Saturday, January 5, 2008

Height of indecisiveness

Hey this is my first ever blogpost. And i am really excited about having a blog of my own....... Its a cool way to express your feelings......I am also having lots of thoughts in my mind rite now. Too much of a clutter i think.... From where to start is a question. What to write about is another question.


Let me begin with y i decided i am in/un decisive.For starters i have been thinking of having my own blog for the past 3-4 months. Never did it though.Too long isnt it. Kept thinking what to name.Kept thinking what would i write about...... thats indecisiveness. Neway have finally got down to writing.....


Thought of the URL for a long time and when nothing came to my mind, just named it indecisiveme.

I fight these battles every day, what to wear, where and how to go, how to do a certain thing etc etc


Long time ago i had read in the Linda Goodman book, that Librans are indecisive. But now i want to overcome this shortcoming if i may call it.Have to make decisions......
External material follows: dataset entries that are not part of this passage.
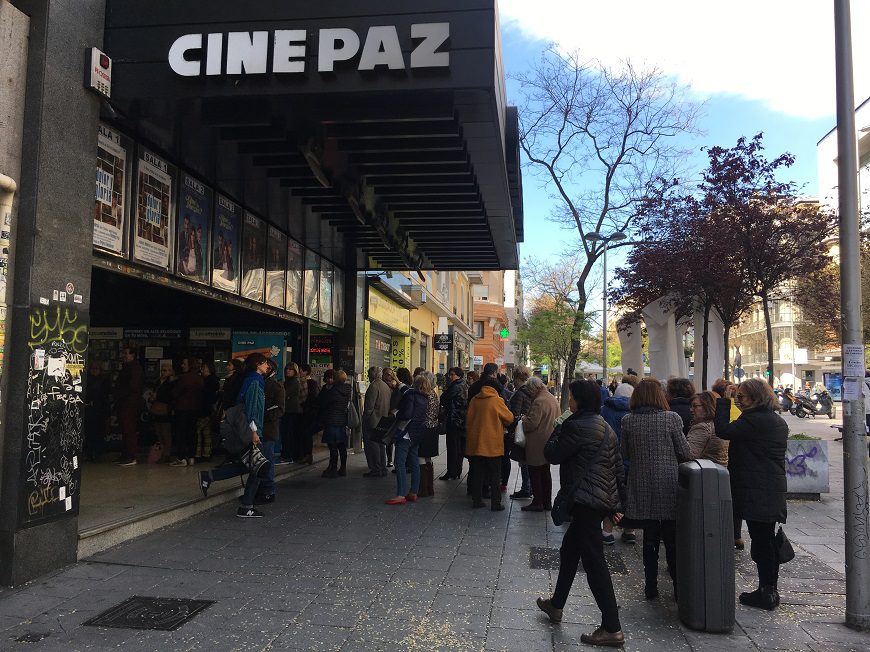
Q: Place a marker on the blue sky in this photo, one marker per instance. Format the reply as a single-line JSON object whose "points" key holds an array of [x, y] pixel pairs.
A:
{"points": [[778, 79]]}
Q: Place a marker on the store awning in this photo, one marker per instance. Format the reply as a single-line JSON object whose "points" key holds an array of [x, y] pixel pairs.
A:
{"points": [[403, 160]]}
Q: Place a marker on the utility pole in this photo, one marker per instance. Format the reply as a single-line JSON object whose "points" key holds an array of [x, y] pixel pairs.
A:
{"points": [[855, 488]]}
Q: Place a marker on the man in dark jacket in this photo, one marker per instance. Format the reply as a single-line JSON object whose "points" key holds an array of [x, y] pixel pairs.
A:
{"points": [[520, 403], [186, 406], [275, 398], [128, 397], [587, 445], [454, 402], [377, 406]]}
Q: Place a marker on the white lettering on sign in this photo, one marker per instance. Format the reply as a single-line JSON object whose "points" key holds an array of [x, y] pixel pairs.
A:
{"points": [[105, 184], [247, 53]]}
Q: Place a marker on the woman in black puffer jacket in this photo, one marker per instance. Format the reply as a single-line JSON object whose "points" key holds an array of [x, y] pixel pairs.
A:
{"points": [[756, 462], [587, 446]]}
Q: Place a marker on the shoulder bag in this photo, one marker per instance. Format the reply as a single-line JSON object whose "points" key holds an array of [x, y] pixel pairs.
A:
{"points": [[563, 502]]}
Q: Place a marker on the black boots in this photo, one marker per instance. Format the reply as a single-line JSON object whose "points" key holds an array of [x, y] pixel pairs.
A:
{"points": [[764, 597]]}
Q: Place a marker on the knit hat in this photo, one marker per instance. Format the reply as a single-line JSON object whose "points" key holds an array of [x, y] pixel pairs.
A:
{"points": [[623, 390]]}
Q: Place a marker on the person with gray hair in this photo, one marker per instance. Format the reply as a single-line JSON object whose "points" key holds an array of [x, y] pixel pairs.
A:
{"points": [[429, 444], [376, 405], [520, 403]]}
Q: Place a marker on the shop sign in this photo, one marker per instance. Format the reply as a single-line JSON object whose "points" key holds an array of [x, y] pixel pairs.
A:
{"points": [[443, 341], [152, 333], [221, 334], [388, 313], [285, 50]]}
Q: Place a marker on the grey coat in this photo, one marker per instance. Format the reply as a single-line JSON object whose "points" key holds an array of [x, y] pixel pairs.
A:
{"points": [[654, 445], [376, 405]]}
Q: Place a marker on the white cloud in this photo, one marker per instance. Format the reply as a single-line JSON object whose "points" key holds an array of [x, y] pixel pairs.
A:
{"points": [[779, 52]]}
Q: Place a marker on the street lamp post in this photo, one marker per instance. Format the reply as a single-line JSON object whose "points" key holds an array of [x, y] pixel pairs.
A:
{"points": [[595, 236]]}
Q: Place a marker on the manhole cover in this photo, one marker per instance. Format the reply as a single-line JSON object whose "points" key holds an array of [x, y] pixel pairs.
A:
{"points": [[548, 559], [138, 612]]}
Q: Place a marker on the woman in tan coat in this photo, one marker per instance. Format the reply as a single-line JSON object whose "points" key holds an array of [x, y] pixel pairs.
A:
{"points": [[538, 426], [485, 421]]}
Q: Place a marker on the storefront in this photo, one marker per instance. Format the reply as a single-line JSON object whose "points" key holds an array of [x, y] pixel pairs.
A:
{"points": [[232, 168], [387, 331]]}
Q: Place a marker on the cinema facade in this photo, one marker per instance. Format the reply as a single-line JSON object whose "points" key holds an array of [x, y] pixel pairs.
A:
{"points": [[261, 170]]}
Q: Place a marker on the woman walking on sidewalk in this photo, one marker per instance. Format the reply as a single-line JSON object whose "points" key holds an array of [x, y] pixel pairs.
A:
{"points": [[538, 426], [758, 484], [654, 446], [588, 446], [411, 416]]}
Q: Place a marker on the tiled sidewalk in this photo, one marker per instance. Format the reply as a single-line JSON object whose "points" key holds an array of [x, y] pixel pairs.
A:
{"points": [[333, 568]]}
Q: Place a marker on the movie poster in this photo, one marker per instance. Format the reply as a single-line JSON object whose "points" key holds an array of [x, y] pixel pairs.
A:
{"points": [[152, 240], [311, 280], [193, 241], [253, 257], [110, 205], [276, 268], [225, 253], [327, 273], [294, 277], [338, 298]]}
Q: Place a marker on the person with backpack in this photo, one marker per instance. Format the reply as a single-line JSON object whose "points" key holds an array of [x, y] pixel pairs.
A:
{"points": [[253, 397]]}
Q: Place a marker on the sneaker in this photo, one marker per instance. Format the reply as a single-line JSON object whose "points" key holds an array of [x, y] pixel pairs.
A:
{"points": [[547, 607], [204, 483], [602, 637]]}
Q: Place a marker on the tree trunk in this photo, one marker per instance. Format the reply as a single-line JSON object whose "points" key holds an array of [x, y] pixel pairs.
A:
{"points": [[765, 304], [705, 344], [727, 354]]}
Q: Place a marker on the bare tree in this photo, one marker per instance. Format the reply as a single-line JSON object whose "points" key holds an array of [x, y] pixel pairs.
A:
{"points": [[600, 138]]}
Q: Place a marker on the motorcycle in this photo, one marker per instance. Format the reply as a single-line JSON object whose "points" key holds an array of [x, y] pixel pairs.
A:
{"points": [[817, 404]]}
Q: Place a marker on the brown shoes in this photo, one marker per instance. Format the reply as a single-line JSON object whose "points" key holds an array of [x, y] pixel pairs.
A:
{"points": [[602, 637], [547, 607]]}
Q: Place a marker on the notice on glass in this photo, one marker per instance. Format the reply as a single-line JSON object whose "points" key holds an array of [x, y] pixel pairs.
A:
{"points": [[227, 237], [110, 201], [194, 224], [851, 389], [154, 178], [853, 360]]}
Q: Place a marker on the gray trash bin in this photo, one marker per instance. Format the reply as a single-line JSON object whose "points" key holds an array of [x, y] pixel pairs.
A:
{"points": [[705, 547]]}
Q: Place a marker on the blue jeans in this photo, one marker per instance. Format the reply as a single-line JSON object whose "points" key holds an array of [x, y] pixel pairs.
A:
{"points": [[232, 470], [267, 484], [406, 451]]}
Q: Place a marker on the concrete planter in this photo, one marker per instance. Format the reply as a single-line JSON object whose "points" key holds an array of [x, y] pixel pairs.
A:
{"points": [[806, 468]]}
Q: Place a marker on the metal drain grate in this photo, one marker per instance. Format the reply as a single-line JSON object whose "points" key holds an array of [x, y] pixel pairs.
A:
{"points": [[165, 614], [548, 559]]}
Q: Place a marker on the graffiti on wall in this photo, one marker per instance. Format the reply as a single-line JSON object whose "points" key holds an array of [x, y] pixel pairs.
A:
{"points": [[55, 410]]}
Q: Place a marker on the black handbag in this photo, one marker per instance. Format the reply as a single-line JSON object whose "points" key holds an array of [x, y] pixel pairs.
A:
{"points": [[784, 550], [563, 502], [385, 431], [256, 463]]}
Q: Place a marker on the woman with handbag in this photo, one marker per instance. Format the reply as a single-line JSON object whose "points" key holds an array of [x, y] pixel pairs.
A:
{"points": [[653, 444], [429, 442], [537, 427], [758, 439], [587, 446], [411, 416]]}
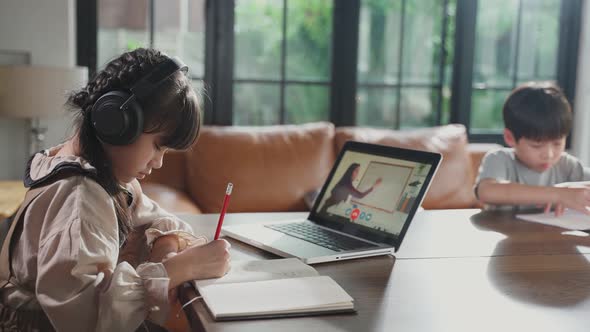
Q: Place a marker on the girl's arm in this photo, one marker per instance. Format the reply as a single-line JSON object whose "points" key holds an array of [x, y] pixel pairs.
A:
{"points": [[176, 234]]}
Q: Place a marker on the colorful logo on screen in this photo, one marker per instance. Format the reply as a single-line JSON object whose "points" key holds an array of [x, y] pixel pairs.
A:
{"points": [[354, 213]]}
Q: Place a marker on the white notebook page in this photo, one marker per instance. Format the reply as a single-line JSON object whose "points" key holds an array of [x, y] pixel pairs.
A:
{"points": [[275, 296], [245, 271]]}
Recently i have got a job as a management trainee. In a year's time i'll be a manager. How many decisions i wud have to take.Got to be prepared for all that. I wish this blog gives me a good start.


Will keep posting. The best part of blogging is you can talk to no one in particular and yet feel a lot lighter because you have said what you feel.
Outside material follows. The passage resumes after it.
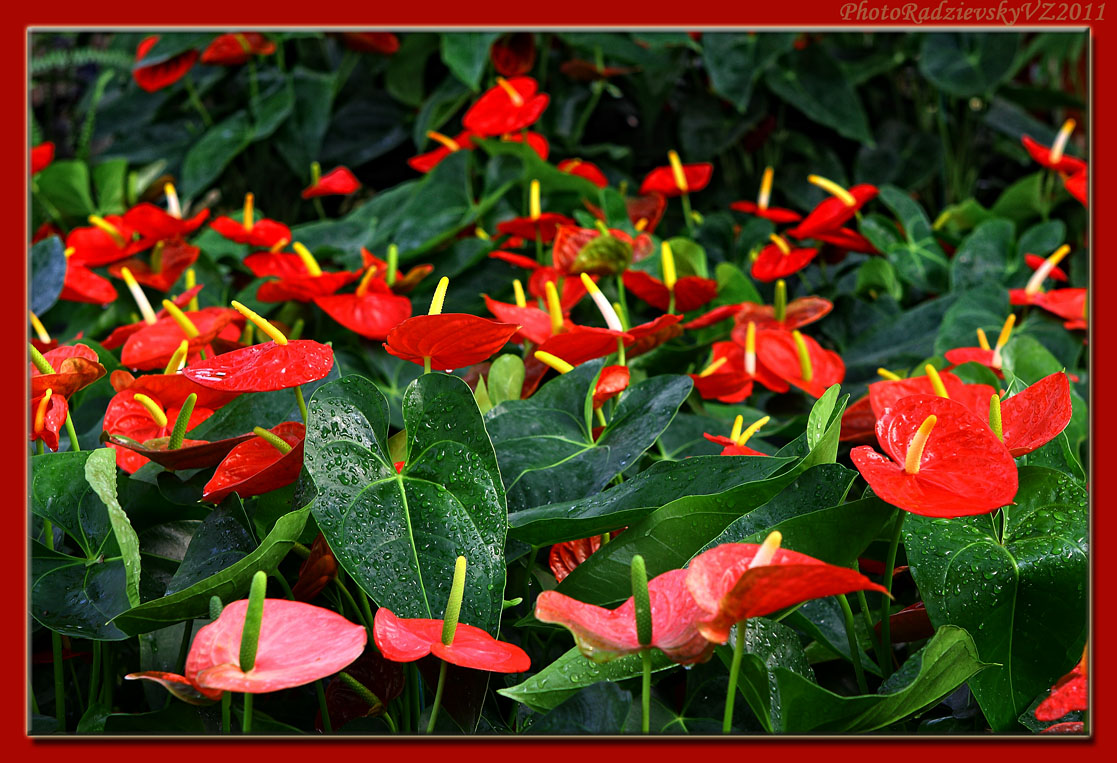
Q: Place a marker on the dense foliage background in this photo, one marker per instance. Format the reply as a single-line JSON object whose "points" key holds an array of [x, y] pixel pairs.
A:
{"points": [[935, 120]]}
Probably nowadays nobody really has the time to listen to what people think.Life has become too busy.Not only for me but everyone.Do we really have time to stop and think, where are we going.....


I feel time is passing too fast for my comfort. Things are happening so fast.Sometimes i wana break free from routine.Tried that. Had been on a holiday and now i am feeling, i wana go back.


Cant even make out whether i am loving what i am doing.I keep comforting myself that i'll find out in a short time. But the short time isnt getting over.


neway too mush for the first blog. Will post in soooooon. Bye to whoever has the time to read this.